The indications by which the National Court considers that the dismissals were agreed
In this case, the National Court agreed with the Tax Inspection, validating that the nature of the termination was strictly agreed upon, based on a series of rational and concurrent indications.
The first indication was the change in the reasons for dismissal. Initially, the dismissal letters alleged objective causes of an economic nature due to a context of financial crisis. However, the company later recognized in the conciliation act that the dismissals were unfair and admitted that the objective causes originally cited were not those that motivated the amortization of the jobs. After recognizing the inadmissibility, the company chose not to reinstate the workers, which generated their right to receive compensation higher than that of objective dismissal.
The second key aspect was the age of the workers: all the affected employees were very close to retirement ages (61 years and older), which allowed them to receive unemployment benefits for a few months and then directly link to the collection of a retirement pension.
The third indication was the compensation received, since they were significantly lower than those legally established in the Workers’ Statute for unfair dismissals. Despite this, the employees agreed to give up a significant part of the amount without any justifiable reason being stated and without any complaints or union mobilizations occurring.
In relation to this, the amount paid was also not related to the seniority or salary of the workers, but was inversely proportional to the years they needed to reach retirement age. The sum of the agreed compensation, unemployment and retirement benefits was mathematically calculated to compensate what the worker would have received if he had continued in the company until he was 65 years old.
For the National Court, “all these data allow us to conclude that there was an agreement that ended the employment relationship, being beneficial for both parties, considering “that the compensation is more related to the years that the worker has left to reach retirement age and, therefore, that it is more considered a premium for the voluntary cessation of the employment relationship by the worker than compensation for the forced loss of the job.”

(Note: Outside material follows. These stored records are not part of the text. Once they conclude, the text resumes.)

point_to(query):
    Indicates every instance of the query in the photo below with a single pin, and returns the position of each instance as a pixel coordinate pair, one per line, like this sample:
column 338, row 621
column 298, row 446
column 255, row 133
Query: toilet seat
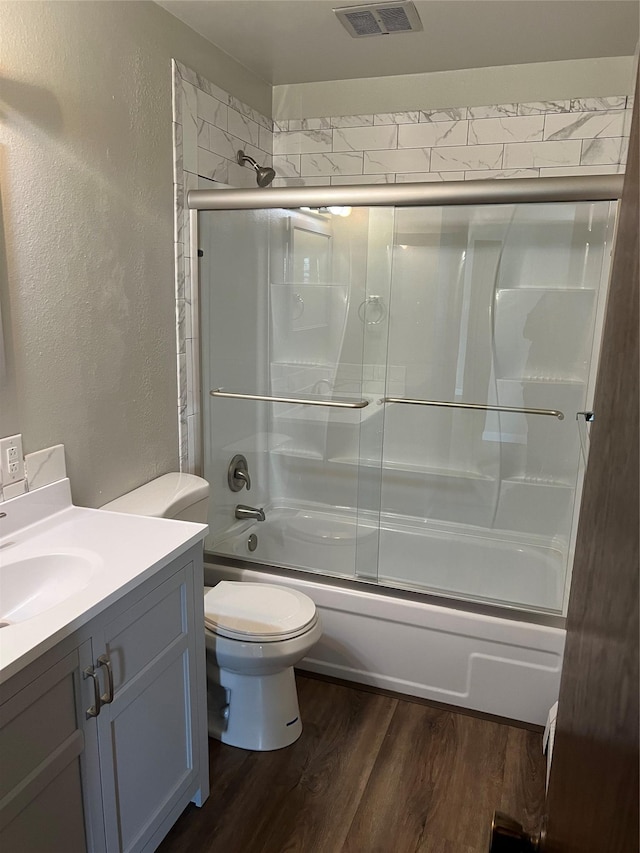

Thus, it concludes that the Administration acted correctly under the protection of tax regulations by qualifying the true legal nature of the dismissal, without it being necessary to previously declare the existence of simulation or fraud of law. Consequently, the company must pay the Treasury the withholdings that it would have been responsible for and pay for the compensation paid.
Analyze case by case
It should be noted that, recently, the National Court stopped the Tax Agency’s criteria when it came to reclassifying dismissals as contract terminations by mutual agreement based solely on circumstantial evidence. In the ruling (SAN 4912/2025), it determined that the arguments used by the Treasury (such as the advanced age of the workers, the collection of compensation less than the legal amount, the absence of legal claims by the employees or the quick agreement in the conciliation service) did not demonstrate, neither separately nor as a whole, the existence of a covert agreement between the company and the workers.
This shows that each case must be analyzed individually and that, to demand personal income tax withholdings, the Tax Agency must provide sufficient and coherent evidence to allow it to be deduced that the termination was really agreed upon and not an exempt, compensated dismissal.